Nevertheless, there are limitations to what litigants can achieve in autocratic countries like China and the Gulf states, which is where much of the ongoing investment in airports is taking place. “Airports tend to be primarily governments’ decisions,” says Setzer.” If you want to fight that, you are better off in a country with a strong rule of law and democratic systems.”

Sustainable economics

Proposed airport construction projects face an uncertain future, coming up against economic, regulatory and legal obstacles. Facing these challenges, and catalysed by the immediate downturn triggered by the pandemic, the French government this month shelved plans to build a fourth terminal at Charles de Gaulle Airport. The project would have boosted the Parisian airport’s handling capacity by up to 40 million extra passengers a year, at a cost of €7–9bn.

French Ecology Minister Barbara Pompili said the project was “obsolete” and the aviation industry needed to focus on reducing the sector’s greenhouse gas emissions, including infrastructure for a new generation of planes fuelled by hydrogen or biofuels.

“The only pathway to aviation growth is one that prioritises emissions reduction and broader sustainability,” says Tom Thackeray, director of infrastructure at British industry body the CBI.

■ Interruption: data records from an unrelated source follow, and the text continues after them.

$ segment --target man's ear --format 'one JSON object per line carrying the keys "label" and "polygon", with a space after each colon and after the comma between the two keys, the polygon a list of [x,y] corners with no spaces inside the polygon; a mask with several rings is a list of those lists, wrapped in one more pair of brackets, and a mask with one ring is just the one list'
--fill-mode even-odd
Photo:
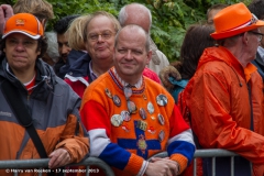
{"label": "man's ear", "polygon": [[146,54],[146,65],[150,64],[151,58],[152,58],[152,51],[150,50],[150,51],[147,52],[147,54]]}
{"label": "man's ear", "polygon": [[249,32],[242,34],[242,41],[244,44],[249,44]]}

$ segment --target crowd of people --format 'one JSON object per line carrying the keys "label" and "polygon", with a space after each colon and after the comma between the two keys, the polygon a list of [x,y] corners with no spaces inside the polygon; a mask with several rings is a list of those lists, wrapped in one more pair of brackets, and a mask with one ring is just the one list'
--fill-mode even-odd
{"label": "crowd of people", "polygon": [[[46,0],[0,6],[0,161],[94,156],[116,175],[189,176],[197,148],[223,148],[239,154],[235,176],[264,175],[264,0],[209,8],[170,63],[143,4],[45,31],[53,16]],[[217,158],[216,175],[230,162]],[[198,161],[197,175],[211,169]]]}

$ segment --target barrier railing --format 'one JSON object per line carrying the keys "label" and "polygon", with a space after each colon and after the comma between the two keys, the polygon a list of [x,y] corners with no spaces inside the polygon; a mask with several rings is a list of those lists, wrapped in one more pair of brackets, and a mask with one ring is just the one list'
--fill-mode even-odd
{"label": "barrier railing", "polygon": [[[167,153],[162,152],[156,155],[156,157],[166,157]],[[195,153],[195,158],[194,158],[194,176],[196,175],[197,172],[197,157],[211,157],[212,158],[212,176],[216,176],[216,157],[231,157],[231,176],[234,175],[234,156],[239,156],[237,153],[227,151],[227,150],[197,150]],[[43,173],[50,173],[50,172],[57,172],[57,173],[64,173],[66,175],[67,173],[76,173],[76,172],[86,172],[86,175],[88,176],[89,173],[98,173],[98,169],[91,169],[89,166],[90,165],[96,165],[99,166],[108,176],[114,176],[111,167],[107,165],[103,161],[97,158],[97,157],[88,157],[80,163],[76,164],[70,164],[69,166],[86,166],[84,169],[79,168],[68,168],[66,167],[65,169],[44,169],[47,168],[48,164],[48,158],[45,160],[15,160],[15,161],[0,161],[0,169],[6,169],[6,173],[12,173],[14,176],[16,176],[21,172],[34,172],[38,173],[38,176],[41,176]],[[22,169],[26,168],[26,169]],[[33,168],[33,169],[29,169]]]}

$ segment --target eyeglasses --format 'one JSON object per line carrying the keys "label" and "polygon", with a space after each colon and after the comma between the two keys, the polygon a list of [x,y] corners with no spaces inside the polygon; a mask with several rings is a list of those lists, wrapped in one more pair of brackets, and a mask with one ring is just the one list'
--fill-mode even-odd
{"label": "eyeglasses", "polygon": [[135,106],[135,103],[133,101],[130,100],[130,97],[132,96],[132,89],[130,86],[125,86],[123,88],[124,91],[124,97],[127,99],[127,105],[128,105],[128,109],[129,109],[129,113],[136,113],[138,112],[138,108]]}
{"label": "eyeglasses", "polygon": [[254,32],[254,31],[249,31],[249,33],[252,33],[254,35],[257,35],[257,41],[261,42],[262,41],[262,37],[263,37],[263,33],[260,33],[260,32]]}
{"label": "eyeglasses", "polygon": [[112,33],[111,31],[103,31],[100,34],[91,33],[91,34],[88,35],[88,40],[98,41],[99,36],[101,36],[102,40],[109,40],[114,34],[116,33]]}

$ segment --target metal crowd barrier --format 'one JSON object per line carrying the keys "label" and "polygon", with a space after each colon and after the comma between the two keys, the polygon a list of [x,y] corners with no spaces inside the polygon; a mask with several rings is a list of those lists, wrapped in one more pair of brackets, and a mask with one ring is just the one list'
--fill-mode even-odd
{"label": "metal crowd barrier", "polygon": [[[166,157],[167,152],[162,152],[156,155],[155,157]],[[231,176],[234,175],[234,156],[239,156],[239,154],[227,151],[227,150],[197,150],[195,153],[194,158],[194,176],[196,176],[197,172],[197,157],[211,157],[212,160],[212,176],[216,176],[216,157],[231,157]],[[14,176],[18,176],[21,172],[35,172],[38,173],[38,176],[42,176],[43,173],[51,172],[47,168],[48,158],[45,160],[15,160],[15,161],[0,161],[0,169],[6,169],[6,173],[12,173]],[[57,173],[64,173],[66,175],[67,173],[86,173],[86,176],[89,175],[89,173],[98,173],[98,169],[92,169],[89,166],[96,165],[99,166],[108,176],[114,176],[111,167],[107,165],[103,161],[97,158],[97,157],[87,157],[86,160],[81,161],[80,163],[70,164],[69,166],[86,166],[86,168],[74,168],[74,167],[66,167],[65,169],[54,169],[53,172]],[[26,169],[22,169],[26,168]],[[33,169],[28,169],[33,168]]]}

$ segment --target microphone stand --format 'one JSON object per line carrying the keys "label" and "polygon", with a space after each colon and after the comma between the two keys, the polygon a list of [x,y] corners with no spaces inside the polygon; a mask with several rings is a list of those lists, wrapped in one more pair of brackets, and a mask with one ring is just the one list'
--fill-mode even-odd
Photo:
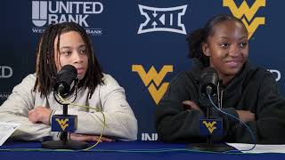
{"label": "microphone stand", "polygon": [[[76,84],[76,95],[77,95],[77,84]],[[75,99],[77,96],[75,96]],[[61,116],[69,117],[68,114],[68,104],[61,103],[60,100],[57,100],[56,96],[54,96],[55,100],[63,106],[63,114]],[[88,146],[87,142],[85,141],[77,141],[68,140],[69,132],[67,131],[63,131],[61,132],[60,140],[49,140],[42,142],[42,147],[45,148],[51,148],[51,149],[83,149],[86,148]]]}
{"label": "microphone stand", "polygon": [[[206,119],[213,119],[212,116],[212,104],[209,100],[206,99],[205,96],[200,95],[200,102],[203,107],[206,107]],[[211,96],[215,97],[215,96]],[[191,143],[186,145],[186,148],[193,150],[200,151],[213,151],[213,152],[225,152],[229,150],[236,150],[236,148],[225,144],[225,143],[214,143],[213,135],[207,135],[207,143]]]}

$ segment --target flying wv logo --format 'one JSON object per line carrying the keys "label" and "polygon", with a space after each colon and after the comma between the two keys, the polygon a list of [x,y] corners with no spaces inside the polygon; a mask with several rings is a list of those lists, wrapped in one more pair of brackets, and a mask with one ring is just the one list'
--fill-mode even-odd
{"label": "flying wv logo", "polygon": [[64,131],[66,129],[66,127],[69,126],[69,124],[67,124],[67,122],[69,121],[69,119],[59,119],[59,118],[55,118],[55,120],[57,121],[57,123],[59,123],[59,124],[61,125],[62,131]]}
{"label": "flying wv logo", "polygon": [[208,123],[207,123],[206,121],[203,121],[203,124],[208,128],[208,132],[210,132],[210,133],[213,133],[214,130],[216,129],[216,127],[215,126],[216,123],[216,122],[215,121],[208,122]]}
{"label": "flying wv logo", "polygon": [[[132,71],[137,72],[139,74],[144,85],[146,87],[148,86],[148,90],[152,99],[154,100],[155,103],[159,104],[159,102],[160,101],[162,96],[164,95],[164,93],[166,92],[169,85],[169,83],[163,83],[161,84],[161,82],[168,72],[173,72],[173,66],[172,65],[163,66],[159,73],[158,73],[157,70],[154,68],[154,67],[151,66],[149,72],[146,73],[142,65],[133,65]],[[151,81],[153,81],[154,83]],[[159,87],[159,85],[160,87]],[[156,86],[159,88],[158,90]]]}
{"label": "flying wv logo", "polygon": [[[258,9],[260,7],[265,6],[265,0],[256,0],[256,2],[252,4],[250,8],[246,1],[243,1],[240,6],[238,8],[233,0],[224,0],[223,6],[229,7],[232,13],[235,17],[237,17],[238,19],[241,19],[242,22],[248,30],[248,39],[250,39],[250,37],[252,36],[252,35],[254,34],[254,32],[259,25],[265,24],[265,17],[254,18]],[[245,17],[243,15],[245,15]]]}
{"label": "flying wv logo", "polygon": [[187,5],[155,8],[139,4],[139,9],[141,15],[143,15],[146,20],[140,25],[137,34],[167,31],[186,35],[182,16],[185,14]]}

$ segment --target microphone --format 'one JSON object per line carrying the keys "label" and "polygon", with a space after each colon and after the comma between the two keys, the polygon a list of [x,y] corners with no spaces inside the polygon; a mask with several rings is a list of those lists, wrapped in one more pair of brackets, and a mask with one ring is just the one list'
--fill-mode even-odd
{"label": "microphone", "polygon": [[214,68],[208,67],[202,70],[200,76],[200,89],[203,96],[214,96],[217,90],[219,76]]}
{"label": "microphone", "polygon": [[54,92],[60,95],[69,94],[70,92],[70,85],[73,81],[77,77],[77,70],[72,65],[65,65],[56,74],[55,84],[53,85]]}

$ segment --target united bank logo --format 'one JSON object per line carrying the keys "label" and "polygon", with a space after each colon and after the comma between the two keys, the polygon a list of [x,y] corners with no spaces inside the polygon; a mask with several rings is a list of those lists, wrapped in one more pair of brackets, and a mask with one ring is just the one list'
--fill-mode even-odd
{"label": "united bank logo", "polygon": [[43,33],[49,24],[73,21],[92,36],[102,35],[102,28],[93,28],[92,15],[103,12],[102,2],[32,1],[33,33]]}
{"label": "united bank logo", "polygon": [[186,35],[182,17],[185,14],[187,5],[156,8],[139,4],[139,9],[146,20],[140,25],[137,34],[166,31]]}
{"label": "united bank logo", "polygon": [[234,0],[223,0],[223,6],[229,7],[232,15],[242,20],[248,30],[248,39],[260,25],[265,24],[265,17],[255,17],[259,8],[265,6],[265,0],[256,0],[251,7],[246,1],[238,7]]}
{"label": "united bank logo", "polygon": [[168,72],[173,72],[173,66],[165,65],[158,73],[153,66],[148,72],[145,72],[142,65],[132,65],[132,71],[139,74],[155,103],[159,104],[169,85],[169,83],[162,83],[162,80]]}

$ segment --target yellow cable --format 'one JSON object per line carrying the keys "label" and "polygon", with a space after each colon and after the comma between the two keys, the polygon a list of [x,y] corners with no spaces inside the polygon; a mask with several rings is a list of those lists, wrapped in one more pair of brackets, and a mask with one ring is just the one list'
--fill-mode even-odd
{"label": "yellow cable", "polygon": [[[83,150],[89,150],[89,149],[93,148],[94,147],[97,146],[97,145],[100,143],[100,140],[101,140],[101,139],[102,139],[102,135],[103,135],[103,132],[104,132],[104,131],[105,131],[105,127],[107,126],[107,124],[106,124],[106,118],[105,118],[104,113],[103,113],[102,110],[99,110],[99,109],[97,109],[97,108],[91,108],[91,107],[86,106],[86,105],[79,105],[79,104],[69,102],[68,100],[65,100],[60,94],[57,94],[57,96],[60,98],[61,101],[63,102],[63,103],[65,103],[65,104],[73,105],[73,106],[77,106],[77,107],[82,107],[82,108],[92,108],[92,109],[96,110],[97,112],[100,112],[100,113],[102,115],[103,120],[102,120],[99,116],[97,116],[96,115],[94,115],[94,116],[97,116],[98,119],[100,119],[100,121],[102,123],[102,125],[103,125],[103,129],[102,129],[102,131],[101,132],[101,134],[100,134],[100,137],[99,137],[97,142],[96,142],[94,145],[93,145],[93,146],[91,146],[91,147],[89,147],[89,148],[85,148],[85,149],[83,149]],[[94,118],[94,116],[92,116],[92,117]]]}

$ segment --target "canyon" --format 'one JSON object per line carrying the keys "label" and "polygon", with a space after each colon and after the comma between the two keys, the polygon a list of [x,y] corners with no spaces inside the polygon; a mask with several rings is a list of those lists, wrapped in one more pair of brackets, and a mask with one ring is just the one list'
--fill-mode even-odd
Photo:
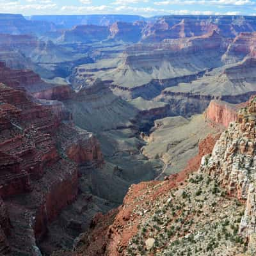
{"label": "canyon", "polygon": [[254,255],[255,20],[0,15],[0,254]]}

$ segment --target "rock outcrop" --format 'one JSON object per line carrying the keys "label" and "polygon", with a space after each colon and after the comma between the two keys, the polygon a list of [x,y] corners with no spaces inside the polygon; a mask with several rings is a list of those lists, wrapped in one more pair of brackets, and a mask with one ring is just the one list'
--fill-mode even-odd
{"label": "rock outcrop", "polygon": [[200,172],[214,177],[228,193],[246,200],[240,233],[250,239],[255,233],[255,139],[256,101],[242,109],[216,144],[211,155],[202,159]]}
{"label": "rock outcrop", "polygon": [[79,165],[102,164],[99,145],[74,125],[60,102],[3,84],[0,123],[0,196],[12,225],[1,201],[1,250],[9,241],[13,253],[38,255],[36,240],[77,197]]}
{"label": "rock outcrop", "polygon": [[52,22],[42,20],[28,20],[20,14],[0,15],[0,33],[1,34],[37,34],[56,29]]}
{"label": "rock outcrop", "polygon": [[111,34],[109,38],[136,43],[141,39],[141,31],[145,25],[145,22],[139,22],[134,24],[115,22],[109,28]]}
{"label": "rock outcrop", "polygon": [[57,40],[66,43],[90,43],[106,40],[109,35],[109,29],[106,26],[80,25],[72,29],[64,31]]}
{"label": "rock outcrop", "polygon": [[229,124],[237,118],[237,111],[241,105],[230,104],[224,101],[211,100],[204,113],[206,120],[214,126],[223,126],[227,128]]}
{"label": "rock outcrop", "polygon": [[242,60],[246,56],[253,56],[256,47],[256,33],[243,32],[229,45],[223,60],[227,63]]}
{"label": "rock outcrop", "polygon": [[169,15],[148,24],[142,38],[146,42],[161,42],[166,38],[200,36],[216,30],[227,38],[240,32],[253,31],[255,22],[243,16]]}

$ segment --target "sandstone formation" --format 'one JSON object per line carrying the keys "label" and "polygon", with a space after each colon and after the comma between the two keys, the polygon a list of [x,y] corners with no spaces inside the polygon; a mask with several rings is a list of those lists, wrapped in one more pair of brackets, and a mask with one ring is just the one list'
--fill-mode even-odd
{"label": "sandstone formation", "polygon": [[240,106],[230,104],[220,100],[211,100],[204,115],[213,125],[223,125],[227,128],[231,122],[237,118],[237,111]]}
{"label": "sandstone formation", "polygon": [[111,33],[109,38],[117,41],[136,43],[140,40],[144,26],[144,22],[134,22],[134,24],[115,22],[109,28]]}
{"label": "sandstone formation", "polygon": [[[74,255],[89,252],[95,255],[101,252],[105,255],[161,255],[183,252],[206,255],[211,252],[237,255],[248,250],[246,255],[253,255],[255,102],[253,98],[240,110],[237,120],[221,134],[212,153],[203,157],[197,174],[187,179],[193,169],[188,168],[164,182],[132,186],[108,230],[108,238],[99,244],[102,247],[95,246],[94,236],[100,226],[94,224],[90,236],[81,236]],[[213,144],[201,149],[200,155],[211,152]],[[113,219],[113,215],[108,218]],[[147,246],[150,238],[154,239],[151,248]]]}
{"label": "sandstone formation", "polygon": [[1,34],[37,34],[54,30],[55,25],[47,21],[30,21],[26,20],[20,14],[0,15],[0,33]]}
{"label": "sandstone formation", "polygon": [[229,45],[223,56],[226,62],[236,62],[246,56],[253,56],[256,46],[256,33],[243,32],[237,35]]}
{"label": "sandstone formation", "polygon": [[211,156],[205,156],[200,171],[214,177],[230,195],[247,200],[239,232],[250,239],[255,232],[253,212],[255,100],[242,109],[237,121],[223,133]]}
{"label": "sandstone formation", "polygon": [[36,240],[77,196],[78,166],[99,166],[102,157],[96,139],[74,126],[63,107],[55,107],[60,103],[44,105],[3,84],[0,90],[0,195],[12,227],[1,210],[1,248],[5,252],[8,241],[13,253],[35,255]]}
{"label": "sandstone formation", "polygon": [[70,30],[66,30],[58,40],[65,43],[90,43],[106,40],[109,35],[106,26],[95,25],[76,26]]}

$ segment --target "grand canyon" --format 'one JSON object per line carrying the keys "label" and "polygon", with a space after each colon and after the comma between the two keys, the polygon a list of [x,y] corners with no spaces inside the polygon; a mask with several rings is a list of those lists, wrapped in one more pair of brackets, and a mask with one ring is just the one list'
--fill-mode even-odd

If we don’t manage to clean up, we will be left with empty, worthless infrastructure. Jo Dardenne, Transport and Environment

“We will need new and upgraded infrastructure,” says Everitt. “Kerosene makes a great aviation fuel because it is incredibly flexible and rich in energy. Whatever the new technology might be – whether hydrogen, other kinds of fuel, or electrical charging – we need to have the capability to meet its requirements.”

However, this technology is a long way off and airlines operate in a highly competitive market, with industry profits averaging around 6–8%, says the IEA. Any shift in fuel sources or related technologies is challenging. This has traditionally limited most manufacturers to championing efficiency measures – emissions for an individual flight halved on average between 1990 and 2020 – over riskier redesigns.

Various airlines including United Airlines, Air France and Lufthansa have flown flights using biofuel blends, but such moves represent incremental improvements, rather than a viable zero-carbon pathway.

“The more we delay the implementation of clean technology, the more the risk of us not being able to fly in future,” says Dardenne. “If we push tech and clean technology now then all airports around the world can have a role. If we don’t manage to clean up, we will be left with empty, worthless infrastructure.”